Il messaggio INPS n. 84 del 9 gennaio 2026 conferma la proroga dei termini di versamento dei contributi previdenziali e assistenziali dovuti dalle Pubbliche Amministrazioni, in applicazione del decreto-legge n. 200/2025. La misura interessa sia la Gestione dipendenti pubblici sia la Gestione separata, includendo quindi sia i dipendenti pubblici sia i collaboratori coordinati e continuativi e figure assimilate.
Sospensione della prescrizione dei crediti contributivi
Con la proroga, i termini di prescrizione per i crediti contributivi riferiti ai periodi retributivi fino al 31 dicembre 2021 vengono sospesi fino al 31 dicembre 2026. Ciò significa che i debiti contributivi maturati fino a tale data non saranno soggetti a decadenza, garantendo maggiore tempo alle Amministrazioni per regolarizzare la propria posizione senza rischiare la perdita dei crediti.

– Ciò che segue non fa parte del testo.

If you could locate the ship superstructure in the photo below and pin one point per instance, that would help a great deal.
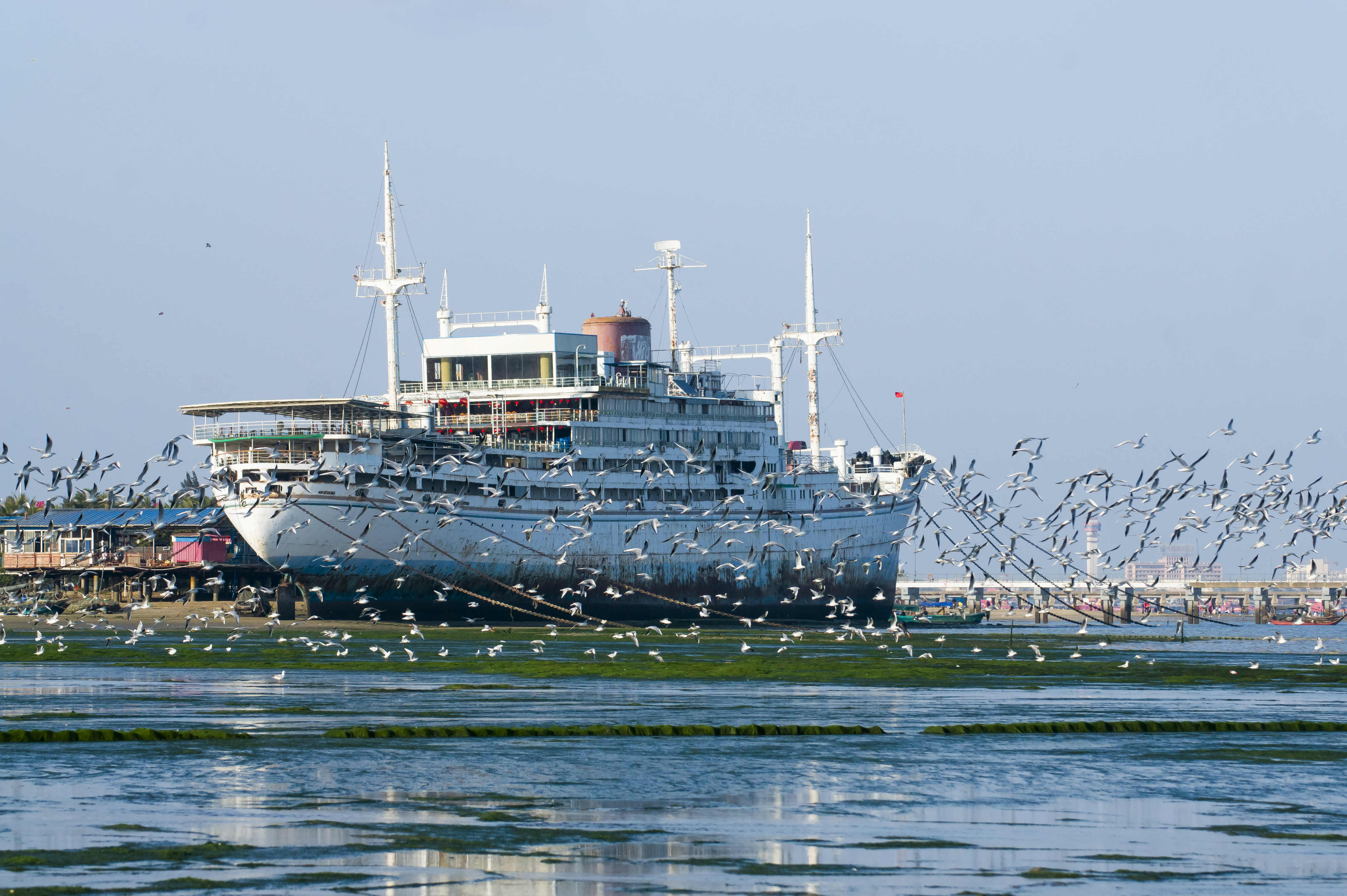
(578, 469)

Versamenti Gestione Separata
Per i rapporti di collaborazione coordinata e continuativa e altre posizioni assimilate, il termine per dichiarare e versare i contributi è differito al 31 dicembre 2026. In questo modo le Amministrazioni dispongono di un anno aggiuntivo per completare gli adempimenti senza incorrere in ritardi.
Ambito dei contributi
La proroga riguarda sia i contributi previdenziali (TFS e TFR) sia quelli assistenziali, estendendosi a tutte le categorie di debiti contributivi relativi alle Pubbliche Amministrazioni.
Blocco delle sanzioni
Le Amministrazioni che regolarizzeranno la propria posizione contributiva entro il 31 dicembre 2026, anche attraverso rateizzazioni, saranno esonerate dall’applicazione delle sanzioni civili normalmente previste. Questo offre un importante beneficio economico e gestionale, riducendo il rischio di contenziosi e oneri aggiuntivi.